There was a second part to this question – how do I remove text from within an event that I don’t need. If you have a Windows Server 2008 or later, take a look at EventCode=4624 with the following search:
index=winevents sourcetype=wineventlog:security EventCode=4624
There is a huge amount of static text at the end of the event that gives you an explanation of what this event is all about. This is useful for events that are infrequently generated, but 4624 is generated several times a second in a busy site. Adding 1Kb to the end is not necessary and unnecessarily bloats the index volume. There are two ways of fixing this. The first is by using a props.conf entry and the SEDCMD directive, and the second is to use a transform. First, the SEDCMD. This is by far the simplest – add an entry to your props.conf as follows:
SEDCMD-shortern4624 = SEDCMD-shortern4624 = s/(?mis)(.*EventCode=4624.*)This event is generated when a logon session.*$/\1/g
In this case, the regular expression is a Perl regular expression, and has slightly different rules from others. Most notably, the backslash is used as a back-reference, so \1 means “the first match group”, or in this case “everything up to the string ‘This event is generated…’. If you don’t like to mix and match your regular expression idiosyncrasies, then maybe a transform is more your style. This can be added on instead of the SEDCMD to your existing props and transforms for removing events.

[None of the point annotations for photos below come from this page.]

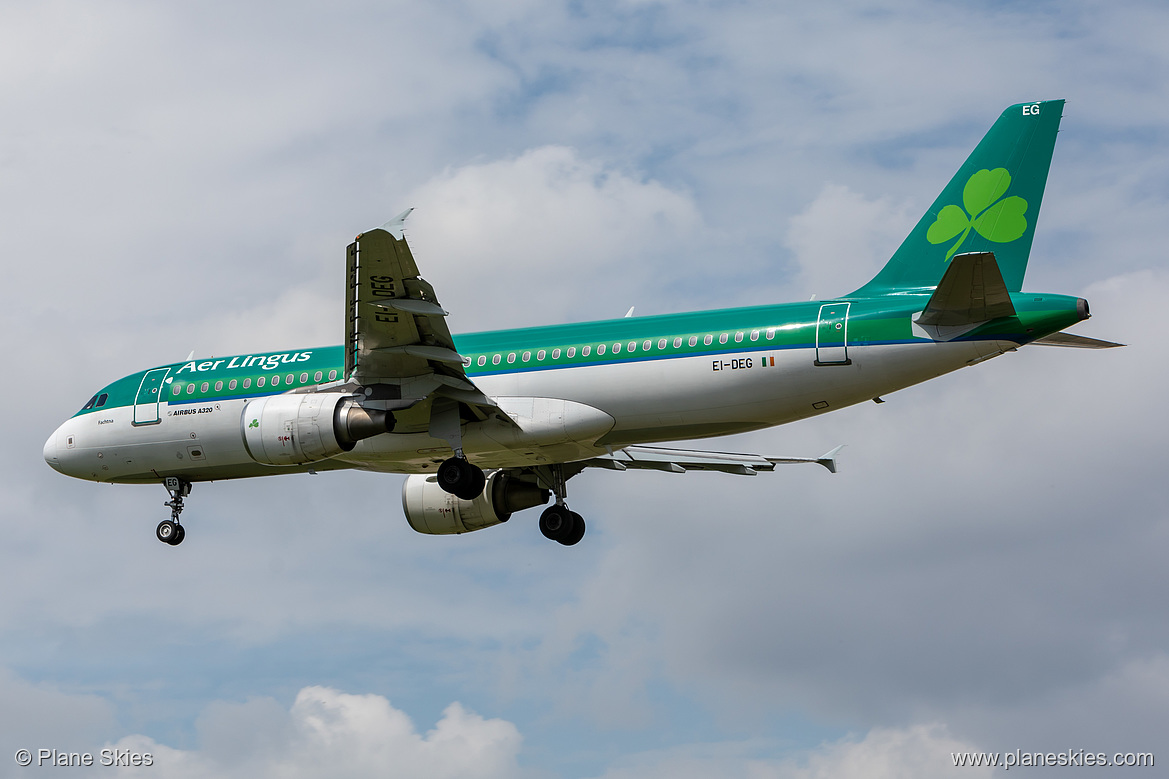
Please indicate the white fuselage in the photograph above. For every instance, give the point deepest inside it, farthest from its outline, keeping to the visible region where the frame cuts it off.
(564, 413)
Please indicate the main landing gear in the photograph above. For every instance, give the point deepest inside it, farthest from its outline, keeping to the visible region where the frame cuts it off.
(461, 477)
(170, 531)
(559, 523)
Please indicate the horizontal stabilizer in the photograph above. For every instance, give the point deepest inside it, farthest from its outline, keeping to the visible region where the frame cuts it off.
(972, 291)
(1074, 342)
(679, 461)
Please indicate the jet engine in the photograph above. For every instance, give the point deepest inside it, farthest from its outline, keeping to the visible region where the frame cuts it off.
(302, 428)
(433, 511)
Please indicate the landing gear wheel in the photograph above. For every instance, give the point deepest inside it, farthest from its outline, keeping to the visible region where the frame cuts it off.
(167, 531)
(559, 524)
(576, 533)
(462, 478)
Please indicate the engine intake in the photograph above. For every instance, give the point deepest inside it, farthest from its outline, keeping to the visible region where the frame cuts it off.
(297, 429)
(433, 511)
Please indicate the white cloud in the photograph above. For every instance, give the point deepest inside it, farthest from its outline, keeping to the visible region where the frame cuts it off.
(327, 732)
(569, 236)
(842, 239)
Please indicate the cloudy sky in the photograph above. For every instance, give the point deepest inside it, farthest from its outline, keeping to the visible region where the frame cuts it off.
(986, 572)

TRANSFORMS-firewall = dumpFirewallEvents
TRANSFORMS-shorten = shorten4624
The transform is a little different as we are editing rather than re-routing.
REGEX = (?ms)(.*EventCode=4624.*)This event is generated when a logon session
DEST_KEY = _raw
FORMAT = $1
Reading the regular expression, we create a capture group of the stuff we want to keep and then write that back to the _raw key before indexing it. This removes anything we don’t want to keep since it isn’t captured in the regular expression grouping. You can place these elements in the same place as the previous settings – for example, the local directory of Splunk_TA_windows.
Finally, let me repeat those disclaimers. Each of these techniques is an index-time activity. You can delete or ignore the data later on, but you cannot recreate it afterwards. It requires you to make a conscious decision to ignore data, and that’s a good thing. Ignore too much and you lose valuable information that may be needed later on. Needless to say, always test such a destructive move before deploying on your production Splunk instance. Also, remember that these techniques have performance implications, especially on a high volume sourcetype like the Windows Security event log. Take that into account as you decide what to cut out.